Selon les détracteurs, le film est lié au référendum du 16 avril qui pourrait accorder au président turc Recep Tayyip Erdoğan des pouvoirs exécutifs sans précédent
Reha Beyoğlu entouré par des fans lors de la première de Reis, le 26 février 2017 (MEE/Melvyn Ingleby)

ISTANBUL, Turquie – L’acteur turc Reha Beyoğlu s’accorde quelques instants pour essuyer la sueur de son front avant qu’un autre fan n’insiste pour prendre un selfie avec lui. La star a une réputation à tenir : il n’y a donc pas grand-chose d’autre à faire que de garder le sourire.

Dans son dernier film, Reis (« Le chef »), dont la première a eu lieu le jour de l’anniversaire du président Recep Tayyip Erdoğan, le 26 février, Beyoğlu joue le rôle d’Erdoğan.

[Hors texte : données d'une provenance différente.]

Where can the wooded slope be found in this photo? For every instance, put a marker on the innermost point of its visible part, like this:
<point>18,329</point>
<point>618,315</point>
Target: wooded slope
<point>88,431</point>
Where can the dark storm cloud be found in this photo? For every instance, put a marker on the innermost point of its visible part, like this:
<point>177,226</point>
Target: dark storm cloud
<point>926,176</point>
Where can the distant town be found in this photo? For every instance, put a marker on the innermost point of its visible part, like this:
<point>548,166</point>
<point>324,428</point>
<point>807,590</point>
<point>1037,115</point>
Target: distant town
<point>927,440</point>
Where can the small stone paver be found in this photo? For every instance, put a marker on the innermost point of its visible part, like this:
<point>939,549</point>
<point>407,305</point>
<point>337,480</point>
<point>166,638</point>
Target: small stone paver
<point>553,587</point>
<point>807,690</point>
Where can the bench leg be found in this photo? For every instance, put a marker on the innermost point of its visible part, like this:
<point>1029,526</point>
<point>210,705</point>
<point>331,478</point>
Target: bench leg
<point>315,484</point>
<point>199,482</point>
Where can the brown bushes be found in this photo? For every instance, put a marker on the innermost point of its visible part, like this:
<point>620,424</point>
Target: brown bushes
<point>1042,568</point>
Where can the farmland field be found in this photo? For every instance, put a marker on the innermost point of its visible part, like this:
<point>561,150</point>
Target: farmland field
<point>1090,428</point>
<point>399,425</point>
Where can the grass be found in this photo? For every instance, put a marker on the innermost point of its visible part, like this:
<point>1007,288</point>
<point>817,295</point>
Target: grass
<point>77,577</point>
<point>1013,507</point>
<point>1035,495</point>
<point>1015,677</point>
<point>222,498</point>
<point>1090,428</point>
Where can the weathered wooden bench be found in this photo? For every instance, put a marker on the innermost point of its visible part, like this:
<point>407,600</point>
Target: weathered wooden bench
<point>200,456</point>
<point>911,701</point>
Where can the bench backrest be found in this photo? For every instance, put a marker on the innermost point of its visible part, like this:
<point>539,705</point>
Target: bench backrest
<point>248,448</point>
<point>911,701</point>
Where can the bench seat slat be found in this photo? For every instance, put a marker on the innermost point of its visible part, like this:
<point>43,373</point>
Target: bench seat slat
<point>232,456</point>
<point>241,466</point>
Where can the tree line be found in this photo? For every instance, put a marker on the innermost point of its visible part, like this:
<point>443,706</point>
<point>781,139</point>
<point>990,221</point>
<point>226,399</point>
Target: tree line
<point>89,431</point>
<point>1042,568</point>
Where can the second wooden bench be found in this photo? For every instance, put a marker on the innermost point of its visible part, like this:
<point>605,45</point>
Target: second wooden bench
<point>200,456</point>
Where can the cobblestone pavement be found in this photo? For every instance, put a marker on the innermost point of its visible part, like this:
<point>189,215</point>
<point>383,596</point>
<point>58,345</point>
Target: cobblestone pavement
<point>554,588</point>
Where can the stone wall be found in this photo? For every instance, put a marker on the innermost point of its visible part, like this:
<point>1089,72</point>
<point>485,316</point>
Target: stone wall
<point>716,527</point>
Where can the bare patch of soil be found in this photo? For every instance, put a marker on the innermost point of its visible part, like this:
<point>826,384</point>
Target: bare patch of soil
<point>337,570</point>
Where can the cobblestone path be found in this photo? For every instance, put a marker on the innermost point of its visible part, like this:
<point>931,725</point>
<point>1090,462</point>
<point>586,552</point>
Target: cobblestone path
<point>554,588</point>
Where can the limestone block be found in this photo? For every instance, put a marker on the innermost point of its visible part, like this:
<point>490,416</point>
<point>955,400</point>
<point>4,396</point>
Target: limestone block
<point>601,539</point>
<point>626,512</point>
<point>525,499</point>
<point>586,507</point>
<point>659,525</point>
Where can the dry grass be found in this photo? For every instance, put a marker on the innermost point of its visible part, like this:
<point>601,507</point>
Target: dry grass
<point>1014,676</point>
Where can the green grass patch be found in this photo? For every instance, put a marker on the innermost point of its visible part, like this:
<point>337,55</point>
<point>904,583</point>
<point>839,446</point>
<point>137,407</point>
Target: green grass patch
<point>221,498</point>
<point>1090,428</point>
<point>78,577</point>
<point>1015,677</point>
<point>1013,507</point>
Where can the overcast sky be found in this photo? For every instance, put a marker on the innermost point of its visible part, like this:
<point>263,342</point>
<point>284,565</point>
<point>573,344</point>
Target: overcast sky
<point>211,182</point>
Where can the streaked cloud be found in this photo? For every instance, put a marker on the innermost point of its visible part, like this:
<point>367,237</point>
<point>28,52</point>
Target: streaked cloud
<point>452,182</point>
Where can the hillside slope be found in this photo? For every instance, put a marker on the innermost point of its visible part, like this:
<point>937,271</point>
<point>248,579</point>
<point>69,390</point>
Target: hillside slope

Pour les détracteurs, le timing du film est lié à une autre date importante : le 16 avril, jour où la Turquie tiendra un référendum sur des amendements constitutionnels qui accorderaient au président des pouvoirs exécutifs étendus.

« J’aime vraiment Tayyip Erdoğan. En tant qu’acteur, c’est une joie indescriptible de jouer le rôle de son président »

- Reha Beyoğlu, acteur turc

Beyoğlu est prompt à rejeter tout soupçon selon lequel le film serait lié au référendum. « Il n’est pas question que ce [soit un] film de propagande ou quoi que ce soit de semblable. C’est une biographie. Et quand on dépeint la vie de la personne la plus importante en Turquie, je peux vous assurer que les scénaristes ne peuvent pas simplement se servir de leur fantaisie. Nous dépeignons la réalité. »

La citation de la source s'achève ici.